Tiefschlaf vor der Pause
14.11.2010 | 16:54 Uhr 2010-11-14T16:54:00+0100
Drei Gegentore in sieben Minuten - das war zu viel für den SV Sonsbeck. Trotz einer frühen 1:0-Führung verlor der ersatzgeschwächte Fußball-Niederrheinligist gestern am Ende deutlich mit 2:5 (1:3) beim 1. FC Wülfrath.

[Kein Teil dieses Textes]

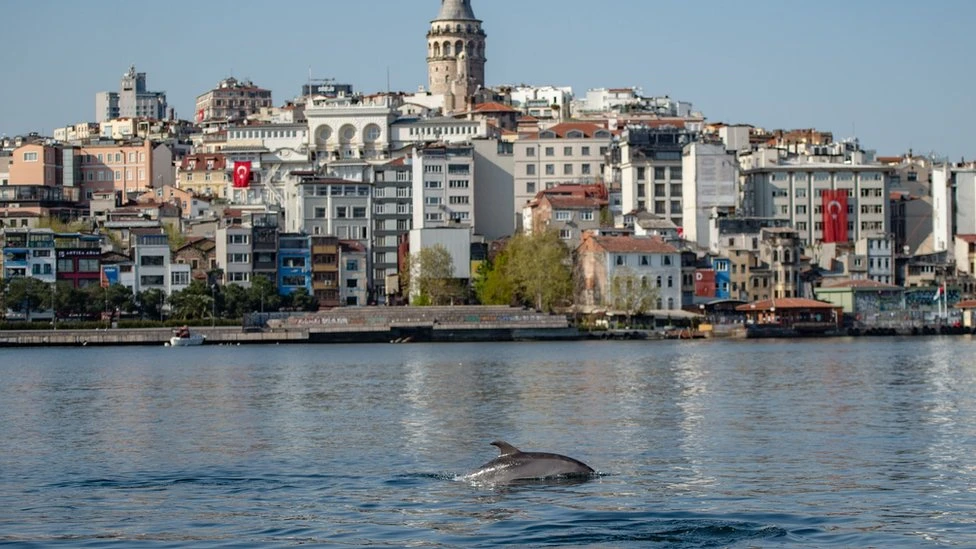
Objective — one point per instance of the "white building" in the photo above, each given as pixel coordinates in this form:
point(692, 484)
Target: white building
point(457, 242)
point(543, 102)
point(709, 185)
point(793, 192)
point(443, 186)
point(572, 152)
point(953, 204)
point(153, 268)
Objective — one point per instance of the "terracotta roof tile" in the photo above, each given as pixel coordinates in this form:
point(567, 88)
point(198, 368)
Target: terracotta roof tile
point(633, 244)
point(786, 303)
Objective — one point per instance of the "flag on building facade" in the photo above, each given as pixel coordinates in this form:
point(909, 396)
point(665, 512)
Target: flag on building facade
point(834, 215)
point(242, 174)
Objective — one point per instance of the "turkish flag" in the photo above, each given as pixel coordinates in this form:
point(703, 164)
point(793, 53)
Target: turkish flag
point(242, 174)
point(835, 215)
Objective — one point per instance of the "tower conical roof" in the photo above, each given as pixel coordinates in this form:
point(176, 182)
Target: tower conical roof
point(456, 10)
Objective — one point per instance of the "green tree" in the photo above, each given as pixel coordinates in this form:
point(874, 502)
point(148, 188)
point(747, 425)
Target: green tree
point(540, 269)
point(428, 276)
point(631, 293)
point(263, 295)
point(235, 301)
point(301, 300)
point(151, 303)
point(193, 302)
point(28, 294)
point(494, 285)
point(120, 297)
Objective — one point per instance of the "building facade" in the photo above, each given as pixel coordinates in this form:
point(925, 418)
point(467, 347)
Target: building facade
point(455, 54)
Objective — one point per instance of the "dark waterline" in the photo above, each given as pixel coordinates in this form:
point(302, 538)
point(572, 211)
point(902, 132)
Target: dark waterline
point(829, 443)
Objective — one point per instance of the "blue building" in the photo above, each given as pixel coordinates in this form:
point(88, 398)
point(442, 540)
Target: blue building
point(294, 263)
point(721, 265)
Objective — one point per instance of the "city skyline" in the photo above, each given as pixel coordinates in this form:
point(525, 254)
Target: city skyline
point(885, 72)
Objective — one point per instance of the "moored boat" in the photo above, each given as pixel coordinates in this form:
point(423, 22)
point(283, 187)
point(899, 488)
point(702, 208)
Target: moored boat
point(183, 338)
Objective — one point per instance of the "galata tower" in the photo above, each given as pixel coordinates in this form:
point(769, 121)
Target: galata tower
point(455, 54)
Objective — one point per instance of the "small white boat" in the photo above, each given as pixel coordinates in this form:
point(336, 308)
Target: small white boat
point(183, 338)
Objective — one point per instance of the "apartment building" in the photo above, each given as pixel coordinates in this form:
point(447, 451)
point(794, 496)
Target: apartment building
point(648, 163)
point(794, 192)
point(571, 152)
point(443, 186)
point(231, 100)
point(204, 174)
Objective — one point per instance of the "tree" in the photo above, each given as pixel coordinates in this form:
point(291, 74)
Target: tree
point(494, 284)
point(428, 276)
point(234, 302)
point(151, 303)
point(119, 297)
point(631, 293)
point(263, 295)
point(28, 294)
point(193, 302)
point(539, 267)
point(301, 300)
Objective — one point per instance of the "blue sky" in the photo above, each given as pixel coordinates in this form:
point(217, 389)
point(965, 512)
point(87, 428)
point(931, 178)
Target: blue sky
point(898, 74)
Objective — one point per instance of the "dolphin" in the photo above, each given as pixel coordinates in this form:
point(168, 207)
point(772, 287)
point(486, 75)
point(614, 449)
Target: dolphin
point(513, 464)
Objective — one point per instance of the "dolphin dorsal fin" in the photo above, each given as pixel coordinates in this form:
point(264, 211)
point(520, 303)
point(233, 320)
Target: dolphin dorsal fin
point(505, 448)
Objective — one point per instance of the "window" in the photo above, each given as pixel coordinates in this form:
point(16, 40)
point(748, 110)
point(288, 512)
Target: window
point(151, 280)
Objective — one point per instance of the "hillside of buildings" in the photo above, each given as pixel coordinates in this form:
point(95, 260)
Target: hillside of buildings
point(466, 192)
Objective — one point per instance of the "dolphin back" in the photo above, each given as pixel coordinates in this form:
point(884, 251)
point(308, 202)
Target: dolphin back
point(513, 464)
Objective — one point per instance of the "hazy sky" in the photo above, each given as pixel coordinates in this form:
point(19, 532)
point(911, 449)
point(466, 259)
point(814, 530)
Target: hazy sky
point(897, 74)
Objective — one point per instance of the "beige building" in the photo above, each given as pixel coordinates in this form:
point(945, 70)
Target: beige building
point(204, 175)
point(123, 167)
point(572, 152)
point(231, 100)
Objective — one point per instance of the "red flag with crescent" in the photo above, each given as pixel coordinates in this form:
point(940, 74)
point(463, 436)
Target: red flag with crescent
point(242, 174)
point(835, 215)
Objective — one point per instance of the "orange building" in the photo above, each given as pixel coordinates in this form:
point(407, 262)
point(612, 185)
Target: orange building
point(123, 167)
point(36, 164)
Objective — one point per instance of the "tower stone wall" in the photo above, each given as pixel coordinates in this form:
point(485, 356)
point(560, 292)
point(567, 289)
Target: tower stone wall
point(455, 54)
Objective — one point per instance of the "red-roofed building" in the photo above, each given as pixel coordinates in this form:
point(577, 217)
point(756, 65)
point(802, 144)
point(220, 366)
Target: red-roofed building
point(647, 261)
point(793, 313)
point(568, 209)
point(501, 116)
point(572, 152)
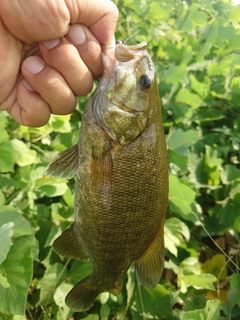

Schon nach zehn Minuten konnten die Gäste jubeln: Youngster Felix Terlinden, der für den beruflich verhinderten Manfred Wranik ins Team gerückt war, blockte einen Abschlag von FC-Keeper Oliver Haßler und traf zum 1:0. Auch danach blieb Sonsbeck am Drücker, hatte durch einen Freistoß von Michael Müller, der knapp vorbei ging, sogar die Chance zum 2:0.
Doppelpack von
Ramiz Pasiov
Dann kamen aber die „schlimmen sieben Minuten“ des SVS: Zwischen der 32. und 39. Minute fing sich die Elf von Trainer Horst Riege gleich drei Gegentreffer ein und geriet damit entscheidend ins Hintertreffen. Zunächst nutzte Daniel Stolzenberg eine Unachtsamkeit im Sonsbecker Strafraum zum 1:1 (32.), dann schlug Ramiz Pasiov doppelt zu: Erst erzielte er nach einer Flanke, die Sascha Tenbruck nicht verhindern konnte, das 2:1 (35.), bevor er nach einem leichtfertigen Ballverlust von Julian Deymann zum 3:1 vollstreckte (39.).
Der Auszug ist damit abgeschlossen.